The controversy at the DNC does not appear to have limited Democratic support for TPP; 43 percent of Democrats surveyed this month said they either somewhat support or strongly support the deal. At 30 percent each, Republicans and independents are less enthusiastic about the trade pact.
Obama’s argument that TPP will stimulate economic growth appears to be gaining traction. Thirty percent of respondents say TPP will create U.S. jobs, compared with the 19 percent who think it will lead to job losses and 9 percent who think it will have no effect on the domestic labor market.
Clinton’s Economic Proposals Are More Well-Received Than Trump’s
Starker partisan splits are evident on other economic issues that Trump and Clinton have sparred on. Still, healthy majorities of registered voters supported the calls to repeal the estate tax (53 percent), impose higher rates on wealthier Americans (59 percent), give incentives for companies to share profits with workers (68 percent) and place an exit tax on companies that move overseas (64 percent).

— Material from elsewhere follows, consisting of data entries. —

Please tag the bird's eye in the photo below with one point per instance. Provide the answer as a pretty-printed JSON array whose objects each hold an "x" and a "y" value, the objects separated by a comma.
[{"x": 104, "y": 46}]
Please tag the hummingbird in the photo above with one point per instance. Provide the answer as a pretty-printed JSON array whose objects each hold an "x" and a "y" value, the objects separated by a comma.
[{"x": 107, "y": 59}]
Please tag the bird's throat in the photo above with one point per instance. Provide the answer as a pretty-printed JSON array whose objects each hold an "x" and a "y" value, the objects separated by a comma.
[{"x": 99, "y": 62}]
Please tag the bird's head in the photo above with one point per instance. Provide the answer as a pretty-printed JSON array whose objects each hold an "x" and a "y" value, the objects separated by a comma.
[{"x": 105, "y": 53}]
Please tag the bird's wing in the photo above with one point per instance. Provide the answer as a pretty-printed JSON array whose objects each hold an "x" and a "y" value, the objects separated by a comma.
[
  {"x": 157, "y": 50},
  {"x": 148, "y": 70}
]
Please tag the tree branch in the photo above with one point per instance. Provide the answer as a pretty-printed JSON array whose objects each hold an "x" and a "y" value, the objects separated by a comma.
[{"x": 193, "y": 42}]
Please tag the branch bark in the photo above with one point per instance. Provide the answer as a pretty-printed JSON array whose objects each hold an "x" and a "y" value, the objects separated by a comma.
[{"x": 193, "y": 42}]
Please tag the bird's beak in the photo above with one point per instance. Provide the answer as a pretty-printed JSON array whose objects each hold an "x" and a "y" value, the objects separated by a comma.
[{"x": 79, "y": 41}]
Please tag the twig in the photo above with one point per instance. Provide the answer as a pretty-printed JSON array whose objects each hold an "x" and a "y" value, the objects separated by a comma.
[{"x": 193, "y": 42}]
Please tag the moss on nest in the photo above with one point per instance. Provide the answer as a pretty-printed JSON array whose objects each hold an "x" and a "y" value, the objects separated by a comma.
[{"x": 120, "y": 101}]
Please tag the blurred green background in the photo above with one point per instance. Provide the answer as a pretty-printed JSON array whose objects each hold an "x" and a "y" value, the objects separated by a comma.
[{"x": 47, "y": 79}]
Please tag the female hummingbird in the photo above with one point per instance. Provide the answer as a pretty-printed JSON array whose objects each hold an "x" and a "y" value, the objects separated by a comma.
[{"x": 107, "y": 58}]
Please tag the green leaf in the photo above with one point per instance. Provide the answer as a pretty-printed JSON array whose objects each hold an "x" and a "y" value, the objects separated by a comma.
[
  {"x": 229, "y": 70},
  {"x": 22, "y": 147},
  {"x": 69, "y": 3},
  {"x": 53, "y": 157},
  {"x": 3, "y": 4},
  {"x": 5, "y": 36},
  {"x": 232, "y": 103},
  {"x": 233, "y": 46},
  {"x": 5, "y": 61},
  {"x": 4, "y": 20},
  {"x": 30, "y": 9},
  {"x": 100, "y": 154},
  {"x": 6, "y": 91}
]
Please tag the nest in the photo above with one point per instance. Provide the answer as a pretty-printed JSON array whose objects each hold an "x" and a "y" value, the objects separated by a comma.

Trump’s Monday announcement that he wants a temporary moratorium on new federal regulations, which includes financial rules, has the backing of almost half (47 percent) of surveyed Republican voters. The proposal is less popular with Democrats — 28 percent support, 37 percent oppose — and independents, with 29 percent support and 30 percent opposition. Thirty-five percent of all registered voters support the regulation moratorium, while 30 percent oppose it and the remaining 36 percent didn’t have an opinion.
Republicans, at 55 percent, were much more likely to support Trump’s proposal to cut the corporate tax rate from 35 percent to 15 percent. Just 36 percent of independents and 31 percent of Democrats backed that plan.